7. How is my weekly rate of pay determined?

The first 12 weeks of disability are based upon your full weekly wage. The full weekly wage is determined by taking an average of your earnings for the six weeks prior to your injury or the earnings for the week prior to your injury, less overtime. The higher of these two figures is your full weekly wage. Your weekly rate of pay is determined by taking 72% of your full weekly wage. The rate of payment after the first 12 weeks of disability is based upon your average weekly wage. The average weekly wage is determined based upon an average of the earnings for the entire year prior to your injury. The rate of pay is determined by taking 66 2/3% of your average weekly wage. Please note that there are minimum and maximum rates applicable to the year you were injured.

8. How do my medical bills get paid?

Once your claim is allowed, the medical providers (with the exception of pharmacies) who have treated you for your injury should submit their bills for payment to your MCO. The MCO reviews the bills and then sends them electronically to the BWC, who then disburses payment to the medical providers. If you receive a bill, contact the medical provider and advise them the treatment was for a work-related injury. Give them the name and address of your MCO and ask that they send the bill there.

9. How do I get reimbursed for medications for which I have paid?

If the pharmacist sent the bill information to RxNet then you do not need to do anything. You will reimbursed once your claim is allowed. If you paid cash for your prescription and the bill information was not sent to RxNet, you will need to have your pharmacist complete and submit a C-17 form.

10. What is the difference between an MCO and the BWC?

The BWC is the State of Ohio agency that is responsible for Ohio's Workers' Compensation System. The MCOs are private companies either selected by or assigned to each state-funded employer to medically manage the employer's workers' compensation claims. The Bureau of Workers' Compensation makes decisions regarding claim allowances and issues payment of benefits.
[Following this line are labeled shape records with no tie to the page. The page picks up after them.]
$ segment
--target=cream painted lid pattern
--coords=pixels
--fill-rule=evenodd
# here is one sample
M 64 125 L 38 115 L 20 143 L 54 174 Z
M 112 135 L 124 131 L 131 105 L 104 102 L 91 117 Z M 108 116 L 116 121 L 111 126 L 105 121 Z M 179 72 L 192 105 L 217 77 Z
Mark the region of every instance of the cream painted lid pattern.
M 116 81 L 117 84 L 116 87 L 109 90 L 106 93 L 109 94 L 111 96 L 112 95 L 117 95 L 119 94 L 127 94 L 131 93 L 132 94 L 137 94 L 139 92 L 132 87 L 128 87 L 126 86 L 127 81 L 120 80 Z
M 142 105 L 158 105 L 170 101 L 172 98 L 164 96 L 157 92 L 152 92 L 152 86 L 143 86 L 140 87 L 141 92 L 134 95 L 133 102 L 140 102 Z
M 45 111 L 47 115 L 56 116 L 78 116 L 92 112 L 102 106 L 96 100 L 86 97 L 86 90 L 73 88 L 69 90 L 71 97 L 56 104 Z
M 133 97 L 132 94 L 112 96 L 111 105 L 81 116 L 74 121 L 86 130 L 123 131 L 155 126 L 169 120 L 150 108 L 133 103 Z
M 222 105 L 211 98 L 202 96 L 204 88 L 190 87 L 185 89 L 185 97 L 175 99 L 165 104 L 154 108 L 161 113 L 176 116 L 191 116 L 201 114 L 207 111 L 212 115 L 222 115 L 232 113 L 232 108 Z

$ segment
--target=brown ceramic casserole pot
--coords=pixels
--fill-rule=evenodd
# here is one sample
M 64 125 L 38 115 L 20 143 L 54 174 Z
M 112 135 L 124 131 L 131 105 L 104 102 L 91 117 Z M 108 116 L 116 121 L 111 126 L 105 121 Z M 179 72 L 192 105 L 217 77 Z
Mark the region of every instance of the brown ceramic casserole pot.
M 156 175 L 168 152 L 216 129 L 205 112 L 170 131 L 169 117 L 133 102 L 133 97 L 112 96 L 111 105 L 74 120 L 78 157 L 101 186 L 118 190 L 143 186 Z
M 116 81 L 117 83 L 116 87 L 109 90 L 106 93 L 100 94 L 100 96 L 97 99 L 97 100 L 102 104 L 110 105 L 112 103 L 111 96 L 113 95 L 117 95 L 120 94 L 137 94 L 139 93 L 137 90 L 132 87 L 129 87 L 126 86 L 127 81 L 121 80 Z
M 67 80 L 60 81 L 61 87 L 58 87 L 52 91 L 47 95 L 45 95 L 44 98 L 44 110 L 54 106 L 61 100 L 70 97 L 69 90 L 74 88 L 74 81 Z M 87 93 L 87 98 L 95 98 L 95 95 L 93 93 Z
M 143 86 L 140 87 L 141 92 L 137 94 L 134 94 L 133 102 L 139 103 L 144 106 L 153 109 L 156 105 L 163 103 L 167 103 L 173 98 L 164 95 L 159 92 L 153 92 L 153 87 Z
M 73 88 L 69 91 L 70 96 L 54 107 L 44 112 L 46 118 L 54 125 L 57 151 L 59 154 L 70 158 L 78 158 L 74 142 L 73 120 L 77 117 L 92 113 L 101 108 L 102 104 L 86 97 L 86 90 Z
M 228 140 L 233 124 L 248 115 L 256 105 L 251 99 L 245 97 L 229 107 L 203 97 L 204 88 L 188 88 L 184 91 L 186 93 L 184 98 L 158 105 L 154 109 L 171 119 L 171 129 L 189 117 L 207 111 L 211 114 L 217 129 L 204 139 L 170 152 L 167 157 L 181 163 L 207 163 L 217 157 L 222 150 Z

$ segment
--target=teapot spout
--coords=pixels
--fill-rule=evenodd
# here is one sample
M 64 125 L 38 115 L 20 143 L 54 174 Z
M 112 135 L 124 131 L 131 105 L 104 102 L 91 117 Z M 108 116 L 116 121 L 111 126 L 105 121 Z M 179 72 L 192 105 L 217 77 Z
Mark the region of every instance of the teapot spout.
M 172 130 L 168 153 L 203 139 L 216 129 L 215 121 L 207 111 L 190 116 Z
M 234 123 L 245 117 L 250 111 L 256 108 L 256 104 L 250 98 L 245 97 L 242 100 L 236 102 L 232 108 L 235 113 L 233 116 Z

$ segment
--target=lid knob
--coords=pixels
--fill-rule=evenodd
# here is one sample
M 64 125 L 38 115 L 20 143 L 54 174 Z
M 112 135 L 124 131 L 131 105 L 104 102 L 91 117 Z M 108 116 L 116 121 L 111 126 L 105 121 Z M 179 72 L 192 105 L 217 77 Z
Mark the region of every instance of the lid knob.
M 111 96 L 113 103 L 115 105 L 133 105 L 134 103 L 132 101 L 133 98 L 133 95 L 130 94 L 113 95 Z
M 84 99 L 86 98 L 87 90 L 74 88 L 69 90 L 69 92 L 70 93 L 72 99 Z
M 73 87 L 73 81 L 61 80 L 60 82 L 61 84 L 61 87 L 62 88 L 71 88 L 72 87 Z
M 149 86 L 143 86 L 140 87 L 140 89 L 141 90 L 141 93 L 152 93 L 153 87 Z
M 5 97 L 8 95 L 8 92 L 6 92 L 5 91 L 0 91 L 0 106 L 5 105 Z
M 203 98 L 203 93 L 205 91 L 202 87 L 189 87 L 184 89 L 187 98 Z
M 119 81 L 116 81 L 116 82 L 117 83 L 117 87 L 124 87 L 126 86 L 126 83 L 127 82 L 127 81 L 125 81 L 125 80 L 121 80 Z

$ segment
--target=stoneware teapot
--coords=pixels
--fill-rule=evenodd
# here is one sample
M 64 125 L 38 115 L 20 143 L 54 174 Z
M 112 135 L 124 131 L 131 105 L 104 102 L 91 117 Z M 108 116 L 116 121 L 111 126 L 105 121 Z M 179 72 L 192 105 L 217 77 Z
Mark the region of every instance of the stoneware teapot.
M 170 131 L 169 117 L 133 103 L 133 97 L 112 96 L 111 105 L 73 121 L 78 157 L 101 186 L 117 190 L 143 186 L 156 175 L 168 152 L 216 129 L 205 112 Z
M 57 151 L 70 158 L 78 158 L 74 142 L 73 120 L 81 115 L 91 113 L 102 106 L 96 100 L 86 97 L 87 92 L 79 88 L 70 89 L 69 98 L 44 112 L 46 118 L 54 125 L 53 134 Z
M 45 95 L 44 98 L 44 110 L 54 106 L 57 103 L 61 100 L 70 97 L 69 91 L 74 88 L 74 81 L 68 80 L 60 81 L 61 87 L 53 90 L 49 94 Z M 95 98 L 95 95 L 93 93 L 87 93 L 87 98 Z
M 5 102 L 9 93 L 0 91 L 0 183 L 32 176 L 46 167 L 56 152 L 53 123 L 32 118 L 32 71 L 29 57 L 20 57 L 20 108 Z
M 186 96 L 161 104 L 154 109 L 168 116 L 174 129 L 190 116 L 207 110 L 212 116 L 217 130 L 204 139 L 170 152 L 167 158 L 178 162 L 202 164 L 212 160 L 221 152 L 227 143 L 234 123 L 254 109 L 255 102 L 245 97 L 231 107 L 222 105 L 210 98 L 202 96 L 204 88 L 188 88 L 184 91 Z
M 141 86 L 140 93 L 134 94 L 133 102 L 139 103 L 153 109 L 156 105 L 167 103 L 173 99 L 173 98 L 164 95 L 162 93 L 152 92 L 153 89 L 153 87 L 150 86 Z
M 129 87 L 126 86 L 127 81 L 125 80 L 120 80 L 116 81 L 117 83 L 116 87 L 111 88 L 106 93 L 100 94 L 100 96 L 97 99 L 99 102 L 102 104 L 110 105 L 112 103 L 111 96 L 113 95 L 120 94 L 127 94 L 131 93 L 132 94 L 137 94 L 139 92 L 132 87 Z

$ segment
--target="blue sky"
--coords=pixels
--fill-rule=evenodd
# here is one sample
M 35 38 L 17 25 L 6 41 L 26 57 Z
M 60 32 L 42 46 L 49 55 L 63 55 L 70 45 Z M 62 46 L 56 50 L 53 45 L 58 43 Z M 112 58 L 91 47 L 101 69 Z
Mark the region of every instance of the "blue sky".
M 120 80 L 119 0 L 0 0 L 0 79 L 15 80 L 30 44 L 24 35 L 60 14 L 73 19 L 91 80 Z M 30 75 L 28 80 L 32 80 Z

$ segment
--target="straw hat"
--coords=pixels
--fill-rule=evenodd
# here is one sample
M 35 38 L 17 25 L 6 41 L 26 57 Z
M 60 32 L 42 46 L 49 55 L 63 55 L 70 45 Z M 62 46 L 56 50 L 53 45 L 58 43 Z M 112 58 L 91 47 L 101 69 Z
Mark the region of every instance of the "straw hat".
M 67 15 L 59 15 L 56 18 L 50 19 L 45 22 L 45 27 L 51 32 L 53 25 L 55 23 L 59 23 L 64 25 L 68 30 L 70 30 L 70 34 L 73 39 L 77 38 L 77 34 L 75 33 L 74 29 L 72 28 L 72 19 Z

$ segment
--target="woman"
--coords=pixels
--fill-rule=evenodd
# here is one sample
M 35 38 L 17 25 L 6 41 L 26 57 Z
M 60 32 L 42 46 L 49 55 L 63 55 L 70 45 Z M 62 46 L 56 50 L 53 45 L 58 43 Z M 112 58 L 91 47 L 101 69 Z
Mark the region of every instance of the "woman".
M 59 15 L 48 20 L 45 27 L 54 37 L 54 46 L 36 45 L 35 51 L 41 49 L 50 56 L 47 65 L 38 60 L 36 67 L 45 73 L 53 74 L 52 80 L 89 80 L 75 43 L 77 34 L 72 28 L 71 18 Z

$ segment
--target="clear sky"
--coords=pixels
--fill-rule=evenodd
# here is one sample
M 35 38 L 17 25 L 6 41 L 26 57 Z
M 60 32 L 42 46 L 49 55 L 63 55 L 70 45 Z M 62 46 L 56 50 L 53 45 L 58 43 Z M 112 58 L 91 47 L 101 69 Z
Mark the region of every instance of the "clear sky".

The MCOs make treatment decisions and coordinate medical care.

11. Must I attend an examination scheduled by the BWC?

Yes. The BWC can suspend all activity in your claim, including the payment of compensation, if you do not attend.

12. Does every claim require a hearing?

No. Hearings are held only if there is a dispute between the injured worker and the employer.

13. How will I be notified of a hearing?

Notice will be sent to you at least 14 days prior to the date that for which the hearing has been scheduled.

14. How will I be notified of the hearing decision?

After the hearing, a copy of the decision of the hearing officer will be sent to all parties.

15. What happens to my claim if a move out of state?

Although hearings are only held on your claim in Ohio, medical and compensation benefits are paid regardless of where you live.

16. Can I be reimbursed lost wages as a result of attending medical examinations and hearings?

You will not be reimbursed mileage or lost wages for attending a hearing. You can however be reimbursed mileage for attendance at examinations scheduled by your employer or the Bureau of Workers' Compensation, or if you must travel outside the area in which you reside to attend medical appointments scheduled by your physician of record if you can not obtain such services in the area in which you live. The only time you can be reimbursed for lost wages is for attendance at a medical examination scheduled by the employer.

17. What is the difference between the Bureau of Workers' Comp. and a Self Insured employer?

The Bureau of Workers' Compensation makes claim decisions and payments of claims for employers who are covered under the State Fund. A Self Insured Employer has the authority to make initial decisions on allowance, treatment and payment of some forms of compensation and medical bills. Any disputes between parties are referred to the Industrial Commission for a hearing.